With city roads dug up for development, Lahore looks like post-World War II Europe.

Indian visitors to Lahore wax eloquent about all that the city has in common with Delhi. And, vice versa. Indeed, the older quarters of the two cities, developed by the Mughals, bear a striking resemblance to each other. And, now, by the looks of it, Lahore’s latest addition to its infrastructure — the Bus Rapid Transit System (BRTS) — is going through the same trajectory of difficulties that Delhi’s BRTS faced.

Land acquisition, dug-up roads leading to traffic snarls and changing the face of the city roads to the extent that it becomes unrecognisable to its residents, affordability, and, of course, the usual doubts about procedures and financial problems are some of the issues being flagged in the discourse.

What has made the BRTS development particularly problematic for Lahore’s residents is that the provincial government — in a rush to have it running before the 2013 elections — has dug up the entire 27 km stretch in one go; making the city, in the words of one conservationist, look like post-World War II Europe.

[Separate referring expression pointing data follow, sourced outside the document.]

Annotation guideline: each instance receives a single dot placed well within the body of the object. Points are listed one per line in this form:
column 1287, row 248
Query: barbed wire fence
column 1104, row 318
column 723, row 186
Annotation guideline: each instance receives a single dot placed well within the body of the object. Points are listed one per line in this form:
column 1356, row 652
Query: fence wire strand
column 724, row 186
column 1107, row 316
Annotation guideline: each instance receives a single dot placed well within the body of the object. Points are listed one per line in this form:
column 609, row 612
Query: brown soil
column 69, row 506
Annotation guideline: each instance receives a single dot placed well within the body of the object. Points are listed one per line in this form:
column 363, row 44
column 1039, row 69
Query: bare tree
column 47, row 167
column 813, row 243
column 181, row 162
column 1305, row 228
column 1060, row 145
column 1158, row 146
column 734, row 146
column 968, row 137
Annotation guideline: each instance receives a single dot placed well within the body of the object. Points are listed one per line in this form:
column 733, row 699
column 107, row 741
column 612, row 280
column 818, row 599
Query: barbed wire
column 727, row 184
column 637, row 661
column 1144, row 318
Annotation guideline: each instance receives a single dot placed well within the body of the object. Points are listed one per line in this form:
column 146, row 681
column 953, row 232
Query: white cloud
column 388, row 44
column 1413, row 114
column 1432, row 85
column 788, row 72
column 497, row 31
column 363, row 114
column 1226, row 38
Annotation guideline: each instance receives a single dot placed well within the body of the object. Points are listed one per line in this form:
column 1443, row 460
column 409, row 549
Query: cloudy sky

Though modeled along the lines of the BRTS in Istanbul, the advocates and nay-sayers also refer to the one in Ahmedabad, an example that is closer home, complete with all the issues central to any infrastructural project in South Asia. And there could be more complaints once it is operational, especially since Lahore’s drivers are no different from Delhi’s. Given that lane-driving does not come easily to South Asians, the discipline that BRTS demands is bound to come with its share of grumbling.